5. Predicting behavioral patterns for better experiences
As mentioned above, AI for customer service allows companies to gather and interpret vast quantities of data relating to customers, queries, products, complaints, and more. NLP has further boosted its ability to understand these conversations and predict behavioral trends and patterns for similar discussions in the future – leading to better experiences for customers and reduced churn. This doesn’t end with improving the quality of customer interactions, however.
Predictive analytics will also allow companies to foresee global trends and talking points, identify sales opportunities, and intercept as yet unseen threats to their business, using real-time data to generate personalized responses and options for different situations.

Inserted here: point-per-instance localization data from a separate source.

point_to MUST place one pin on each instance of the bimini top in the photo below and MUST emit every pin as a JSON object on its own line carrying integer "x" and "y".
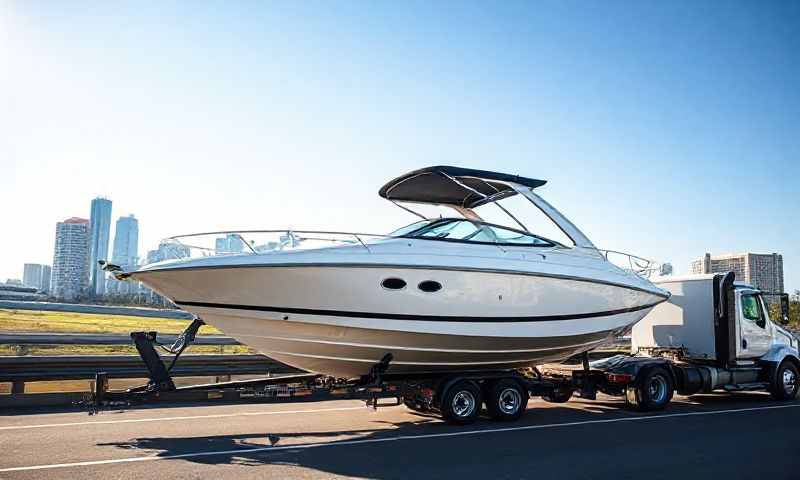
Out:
{"x": 463, "y": 187}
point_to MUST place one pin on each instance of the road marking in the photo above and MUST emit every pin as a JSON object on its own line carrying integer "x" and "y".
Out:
{"x": 398, "y": 438}
{"x": 190, "y": 417}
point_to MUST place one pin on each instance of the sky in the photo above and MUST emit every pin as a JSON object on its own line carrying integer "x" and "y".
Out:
{"x": 667, "y": 129}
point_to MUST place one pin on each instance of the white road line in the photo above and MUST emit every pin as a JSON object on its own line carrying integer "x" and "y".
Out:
{"x": 460, "y": 433}
{"x": 189, "y": 417}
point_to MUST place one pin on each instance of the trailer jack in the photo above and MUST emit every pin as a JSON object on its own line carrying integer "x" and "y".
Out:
{"x": 160, "y": 379}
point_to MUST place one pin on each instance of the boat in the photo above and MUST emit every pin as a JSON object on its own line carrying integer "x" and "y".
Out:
{"x": 442, "y": 294}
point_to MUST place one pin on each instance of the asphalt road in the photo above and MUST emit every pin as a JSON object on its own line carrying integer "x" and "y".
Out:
{"x": 721, "y": 436}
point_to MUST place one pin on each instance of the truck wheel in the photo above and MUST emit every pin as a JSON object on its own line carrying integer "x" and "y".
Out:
{"x": 653, "y": 391}
{"x": 506, "y": 400}
{"x": 558, "y": 395}
{"x": 785, "y": 382}
{"x": 461, "y": 403}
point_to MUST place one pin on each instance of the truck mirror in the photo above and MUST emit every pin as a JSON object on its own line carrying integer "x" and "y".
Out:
{"x": 785, "y": 309}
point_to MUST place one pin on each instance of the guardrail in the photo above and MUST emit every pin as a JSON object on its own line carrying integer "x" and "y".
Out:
{"x": 38, "y": 368}
{"x": 25, "y": 338}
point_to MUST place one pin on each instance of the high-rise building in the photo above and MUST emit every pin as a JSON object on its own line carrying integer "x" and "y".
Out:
{"x": 46, "y": 271}
{"x": 37, "y": 275}
{"x": 763, "y": 271}
{"x": 32, "y": 275}
{"x": 100, "y": 233}
{"x": 125, "y": 252}
{"x": 126, "y": 242}
{"x": 665, "y": 269}
{"x": 70, "y": 259}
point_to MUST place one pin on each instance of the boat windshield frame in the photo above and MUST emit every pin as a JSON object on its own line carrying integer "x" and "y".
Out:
{"x": 478, "y": 223}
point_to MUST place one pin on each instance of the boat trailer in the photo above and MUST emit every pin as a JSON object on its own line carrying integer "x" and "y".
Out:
{"x": 291, "y": 387}
{"x": 446, "y": 393}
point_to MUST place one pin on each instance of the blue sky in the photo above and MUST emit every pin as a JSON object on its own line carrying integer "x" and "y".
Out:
{"x": 667, "y": 129}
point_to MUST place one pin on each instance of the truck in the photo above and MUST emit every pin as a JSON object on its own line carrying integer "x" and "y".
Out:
{"x": 714, "y": 334}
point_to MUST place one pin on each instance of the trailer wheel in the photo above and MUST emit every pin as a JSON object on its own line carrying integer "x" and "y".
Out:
{"x": 784, "y": 384}
{"x": 411, "y": 404}
{"x": 653, "y": 391}
{"x": 461, "y": 403}
{"x": 558, "y": 395}
{"x": 506, "y": 400}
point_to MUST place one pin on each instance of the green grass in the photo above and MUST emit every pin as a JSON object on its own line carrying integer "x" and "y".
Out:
{"x": 41, "y": 321}
{"x": 68, "y": 322}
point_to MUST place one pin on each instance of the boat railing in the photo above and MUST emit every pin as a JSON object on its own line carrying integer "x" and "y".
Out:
{"x": 640, "y": 266}
{"x": 255, "y": 242}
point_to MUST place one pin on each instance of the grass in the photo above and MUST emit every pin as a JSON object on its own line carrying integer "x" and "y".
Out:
{"x": 41, "y": 321}
{"x": 68, "y": 322}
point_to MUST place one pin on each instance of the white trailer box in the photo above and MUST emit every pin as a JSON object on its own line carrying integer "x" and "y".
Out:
{"x": 685, "y": 321}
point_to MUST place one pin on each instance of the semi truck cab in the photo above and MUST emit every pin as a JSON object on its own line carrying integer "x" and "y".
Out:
{"x": 714, "y": 334}
{"x": 757, "y": 334}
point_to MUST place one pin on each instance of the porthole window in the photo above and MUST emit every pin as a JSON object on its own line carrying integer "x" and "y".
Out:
{"x": 394, "y": 284}
{"x": 430, "y": 286}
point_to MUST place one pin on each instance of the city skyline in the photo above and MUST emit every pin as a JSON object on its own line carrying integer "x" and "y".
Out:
{"x": 664, "y": 130}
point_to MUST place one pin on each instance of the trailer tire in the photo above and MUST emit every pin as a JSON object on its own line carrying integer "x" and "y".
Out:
{"x": 653, "y": 391}
{"x": 558, "y": 395}
{"x": 506, "y": 400}
{"x": 461, "y": 403}
{"x": 784, "y": 385}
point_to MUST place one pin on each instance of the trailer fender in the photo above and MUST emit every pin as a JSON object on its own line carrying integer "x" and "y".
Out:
{"x": 779, "y": 353}
{"x": 770, "y": 366}
{"x": 691, "y": 380}
{"x": 445, "y": 385}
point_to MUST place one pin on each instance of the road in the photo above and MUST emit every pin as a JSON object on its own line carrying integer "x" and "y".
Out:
{"x": 719, "y": 436}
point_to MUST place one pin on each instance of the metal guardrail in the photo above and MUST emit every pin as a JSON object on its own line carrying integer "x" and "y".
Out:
{"x": 25, "y": 338}
{"x": 78, "y": 367}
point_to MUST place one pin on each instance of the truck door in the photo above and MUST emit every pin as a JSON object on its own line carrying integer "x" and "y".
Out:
{"x": 754, "y": 334}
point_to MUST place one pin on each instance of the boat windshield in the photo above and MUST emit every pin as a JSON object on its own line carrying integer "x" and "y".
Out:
{"x": 403, "y": 231}
{"x": 461, "y": 230}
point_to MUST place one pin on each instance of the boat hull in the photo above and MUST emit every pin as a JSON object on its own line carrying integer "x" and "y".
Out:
{"x": 339, "y": 320}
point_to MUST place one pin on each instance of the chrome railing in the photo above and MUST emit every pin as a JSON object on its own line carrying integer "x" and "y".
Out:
{"x": 256, "y": 242}
{"x": 640, "y": 266}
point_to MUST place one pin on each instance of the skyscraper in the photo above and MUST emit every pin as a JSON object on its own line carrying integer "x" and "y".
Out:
{"x": 70, "y": 259}
{"x": 46, "y": 271}
{"x": 763, "y": 271}
{"x": 32, "y": 275}
{"x": 126, "y": 242}
{"x": 125, "y": 252}
{"x": 100, "y": 233}
{"x": 36, "y": 275}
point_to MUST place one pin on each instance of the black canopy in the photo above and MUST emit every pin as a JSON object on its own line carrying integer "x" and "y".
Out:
{"x": 432, "y": 185}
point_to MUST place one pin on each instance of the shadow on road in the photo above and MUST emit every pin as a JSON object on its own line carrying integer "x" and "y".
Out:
{"x": 379, "y": 456}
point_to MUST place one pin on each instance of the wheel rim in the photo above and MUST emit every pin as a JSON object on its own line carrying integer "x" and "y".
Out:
{"x": 509, "y": 401}
{"x": 463, "y": 403}
{"x": 789, "y": 381}
{"x": 658, "y": 389}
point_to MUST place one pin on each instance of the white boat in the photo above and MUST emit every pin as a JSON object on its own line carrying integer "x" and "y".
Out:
{"x": 442, "y": 294}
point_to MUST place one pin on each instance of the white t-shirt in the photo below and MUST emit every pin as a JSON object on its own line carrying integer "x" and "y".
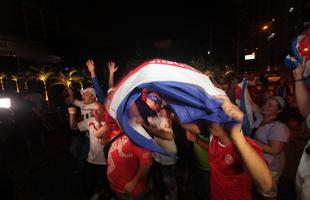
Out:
{"x": 168, "y": 145}
{"x": 86, "y": 109}
{"x": 276, "y": 131}
{"x": 302, "y": 182}
{"x": 95, "y": 153}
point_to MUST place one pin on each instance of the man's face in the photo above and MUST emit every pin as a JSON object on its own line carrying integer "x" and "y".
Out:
{"x": 88, "y": 98}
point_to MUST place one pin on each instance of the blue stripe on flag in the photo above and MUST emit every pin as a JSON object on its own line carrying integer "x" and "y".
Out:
{"x": 189, "y": 102}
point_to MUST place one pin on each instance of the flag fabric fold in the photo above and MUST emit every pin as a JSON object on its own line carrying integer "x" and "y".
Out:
{"x": 188, "y": 92}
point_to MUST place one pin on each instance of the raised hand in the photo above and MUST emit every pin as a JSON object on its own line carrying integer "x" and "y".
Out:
{"x": 72, "y": 110}
{"x": 112, "y": 67}
{"x": 90, "y": 65}
{"x": 230, "y": 109}
{"x": 298, "y": 72}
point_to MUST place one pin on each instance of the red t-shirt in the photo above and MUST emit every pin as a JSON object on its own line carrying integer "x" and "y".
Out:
{"x": 229, "y": 181}
{"x": 124, "y": 160}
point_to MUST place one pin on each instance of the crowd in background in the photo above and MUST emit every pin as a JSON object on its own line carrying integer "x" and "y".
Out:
{"x": 54, "y": 150}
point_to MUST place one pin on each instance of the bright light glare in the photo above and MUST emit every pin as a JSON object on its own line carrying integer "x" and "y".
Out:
{"x": 5, "y": 102}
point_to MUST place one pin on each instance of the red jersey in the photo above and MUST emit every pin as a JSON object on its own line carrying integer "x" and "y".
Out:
{"x": 229, "y": 180}
{"x": 124, "y": 160}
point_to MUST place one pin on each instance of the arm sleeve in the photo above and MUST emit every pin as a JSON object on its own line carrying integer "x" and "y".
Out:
{"x": 279, "y": 132}
{"x": 83, "y": 125}
{"x": 99, "y": 91}
{"x": 144, "y": 155}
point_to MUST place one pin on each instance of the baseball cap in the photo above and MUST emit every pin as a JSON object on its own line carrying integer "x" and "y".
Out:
{"x": 90, "y": 90}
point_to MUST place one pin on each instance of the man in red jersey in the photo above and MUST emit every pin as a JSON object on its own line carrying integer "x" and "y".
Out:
{"x": 128, "y": 168}
{"x": 235, "y": 160}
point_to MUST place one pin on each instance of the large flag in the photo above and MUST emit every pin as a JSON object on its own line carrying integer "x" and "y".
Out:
{"x": 300, "y": 46}
{"x": 189, "y": 93}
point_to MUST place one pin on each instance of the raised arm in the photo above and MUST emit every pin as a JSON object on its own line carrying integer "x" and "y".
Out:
{"x": 96, "y": 84}
{"x": 195, "y": 139}
{"x": 254, "y": 164}
{"x": 71, "y": 95}
{"x": 112, "y": 70}
{"x": 73, "y": 123}
{"x": 302, "y": 95}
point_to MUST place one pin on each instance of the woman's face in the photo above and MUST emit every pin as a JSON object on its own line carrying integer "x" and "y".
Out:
{"x": 216, "y": 129}
{"x": 153, "y": 105}
{"x": 271, "y": 107}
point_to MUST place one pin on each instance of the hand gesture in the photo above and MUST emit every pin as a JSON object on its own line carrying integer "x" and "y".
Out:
{"x": 72, "y": 110}
{"x": 90, "y": 65}
{"x": 112, "y": 67}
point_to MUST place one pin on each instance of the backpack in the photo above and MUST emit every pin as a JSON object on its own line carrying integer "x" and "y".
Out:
{"x": 107, "y": 146}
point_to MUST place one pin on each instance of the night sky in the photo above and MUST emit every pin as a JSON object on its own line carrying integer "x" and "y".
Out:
{"x": 114, "y": 30}
{"x": 121, "y": 31}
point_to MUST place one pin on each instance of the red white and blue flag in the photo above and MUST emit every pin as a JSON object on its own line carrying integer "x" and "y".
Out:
{"x": 189, "y": 93}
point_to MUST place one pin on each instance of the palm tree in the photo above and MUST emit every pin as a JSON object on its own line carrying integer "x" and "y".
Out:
{"x": 27, "y": 76}
{"x": 2, "y": 76}
{"x": 42, "y": 75}
{"x": 68, "y": 78}
{"x": 16, "y": 77}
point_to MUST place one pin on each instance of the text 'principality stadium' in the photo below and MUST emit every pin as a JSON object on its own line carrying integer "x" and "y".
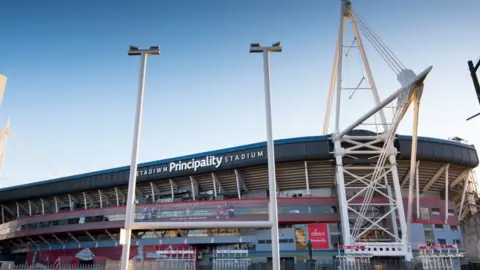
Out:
{"x": 357, "y": 194}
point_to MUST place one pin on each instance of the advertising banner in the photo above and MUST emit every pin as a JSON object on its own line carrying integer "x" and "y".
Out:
{"x": 318, "y": 235}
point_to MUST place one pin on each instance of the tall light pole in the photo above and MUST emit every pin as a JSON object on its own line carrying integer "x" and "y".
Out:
{"x": 132, "y": 181}
{"x": 272, "y": 182}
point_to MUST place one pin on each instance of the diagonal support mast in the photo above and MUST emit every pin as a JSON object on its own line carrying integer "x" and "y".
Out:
{"x": 366, "y": 166}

An example of how AI utilizes behavioral patterns for better output is the query bar on top of most websites. While this bar leaves consumers free to search for their question of choice, a recommended list is often visible before a word is typed, with the top searched questions ready to go. Here, the company has noticed a customer trend relating to some questions being asked more often than others and has thus made this question highly visible – making their service feel more intuitive to a customer with the same question.
Conclusion
This article briefly showcases some of the top reasons for introducing AI to your customer service processes. From predicting behavioral patterns to anticipating and answering questions, AI is geared to optimize customer experience – giving you a boost in a competitive market and building brand loyalty through exceptional service while reducing the cost of human labor and training. The list of advantages also goes well beyond the ones listed above – check out a host of providers for more details on how AI can help revolutionize customer service.